About 11 months ago I wrote a blog post called Verbal Appreciation is a Big Deal. I was reminded of that as I read two things this week. Many of my Facebook friends are doing “I am thankful for…” posts this month. I started thinking that rather than being thankful for things we need to be thankful for people around us and at Thanksgiving you should say “thank you” to those people. In fact you should say it all the time.
People like to be appreciated
The first thing I read was a blog post by Shawn Murphy called the Role of Meaning-Makers in Employee Engagement, in which he said “Engaged employees, hell human beings, will put forth their best effort when they see they are appreciated.” My blog post of last year demonstrated that same thing in using the example of my son on his job. His boss often told him how much he liked having him work for the company. It worked. My son worked hard and both he and the company benefited from that verbal appreciation.
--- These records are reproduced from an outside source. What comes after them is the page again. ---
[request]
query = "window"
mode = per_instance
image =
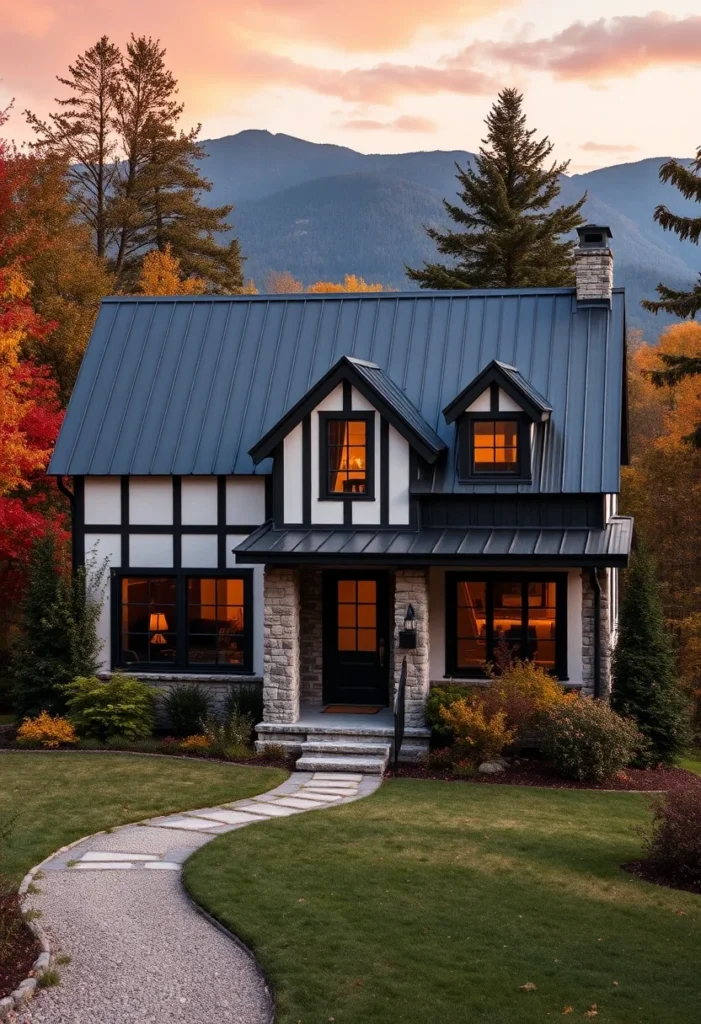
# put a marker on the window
(185, 622)
(346, 459)
(495, 446)
(526, 615)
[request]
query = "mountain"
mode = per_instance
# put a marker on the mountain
(321, 211)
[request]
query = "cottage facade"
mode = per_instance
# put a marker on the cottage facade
(320, 493)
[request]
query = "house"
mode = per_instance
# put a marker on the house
(321, 492)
The second thing I read was from one of the true masters of management consulting, Tom Peters. (If you don’t know Tom Peters then shame on you.) A piece he did called Acknowledgement! gives example after example of the importance of showing people that you know they are there and you appreciate their efforts. Here are some of the quotes he used:

  • The deepest principal in human nature is the craving to be appreciated.” —William James. Peters points out that this was a central theme in Dale Carnegie’s work How to Win Friends and Influence People where it was labeled the BIG secret of dealing with people.
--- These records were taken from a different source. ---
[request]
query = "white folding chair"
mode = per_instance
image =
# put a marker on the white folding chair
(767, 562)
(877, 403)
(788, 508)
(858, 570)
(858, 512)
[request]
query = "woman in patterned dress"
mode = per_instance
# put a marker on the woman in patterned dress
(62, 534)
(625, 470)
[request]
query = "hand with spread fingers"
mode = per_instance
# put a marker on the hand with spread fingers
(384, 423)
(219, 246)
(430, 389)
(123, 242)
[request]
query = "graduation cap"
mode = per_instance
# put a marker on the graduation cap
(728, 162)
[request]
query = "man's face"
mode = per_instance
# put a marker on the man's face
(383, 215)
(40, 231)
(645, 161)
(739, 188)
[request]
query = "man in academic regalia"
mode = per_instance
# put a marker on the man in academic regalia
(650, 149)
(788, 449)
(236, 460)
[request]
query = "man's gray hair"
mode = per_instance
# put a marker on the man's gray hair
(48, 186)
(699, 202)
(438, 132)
  • The deepest urge in human nature is the desire to be important.” —John Dewey
  • Employees who don’t feel significant rarely make significant contributions.” —Mark Sanborn
  • Society is a vehicle for earthly heroism. Man transcends death by finding meaning for his life. It is the burning desire for the creature to count. What man really fears is not extinction, but extinction with insignificance.” —Ernest Becker, Denial of Death (My Emphasis.}

That last quote hit home for me. That is a burning desire for me. I want to matter! I don’t want to go to my death having made no impact and to quickly be forgotten. I am sure many of you have the same feeling. That is one of the reasons I write. And I greatly appreciate it when someone says “I really liked your piece.” Or they say “You consistently put our great material. I learn something all the time from you.”
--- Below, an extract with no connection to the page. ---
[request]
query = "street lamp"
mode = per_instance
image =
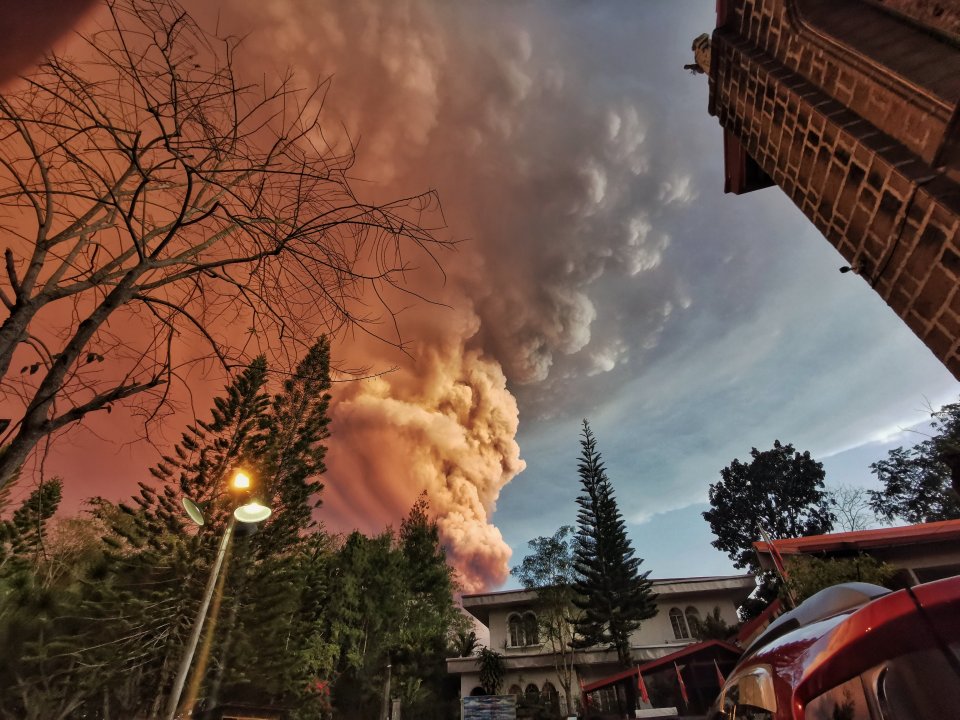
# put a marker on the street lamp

Engagement is a leadership act.”
Those words where written by Shawn Murphy. He completed that thought with “Not a management task.” He says, as does Tom Peters, that far too often management sees appreciation and acknowledgement as something that they “have to do” as opposed to something they “must do continually” to be effective leaders. This acknowledgement or appreciation doesn’t always have to be spoken. Peters tells the story of a question he asked a flight attendant once. He wanted to know if flyers ever said “thank you” as they left the plane. Her response surprised Peters. She said ““What registers with me is not the words, but whether or not they bother to make eye contact.” As Peters notes “…the perfunctory “Thank you” from the distracted passenger, rarely looking up, is surprisingly impersonal. The eye contact, on the other hand, is an act of intimate human engagement—sincere acknowledgement of the particular flight attendant’s attentiveness and courtesy.” Remember that the next time you exit a plane.
A lesson for leaders
I will end this post with a lesson for leaders. You need to pay attention to those around you and acknowledge their existence. This lesson can be best illustrated by an example from the biography of General and President U.S. Grant. Taken from a Confederate soldier’s diary was the story of Union officers passing by a group of Southern prisoners. The passed by without even looking at the group. Then came General Grant. “‘When General Grant reached the line of ragged, filthy, bloody, despairing prisoners strung out on each side of the bridge, he lifted his hat and held it over his head until he passed the last man of that living funeral cortege. He was the only officer in that whole train who recognized us as being on the face of the earth.’” From the biography Grant by Jean Edward Smith.
So as we enter into this holiday season, remember one of the best gifts you can give to your families, friends, co-workers and employees is a kind word and a nod of acknowledgement and then keep doing it all year round.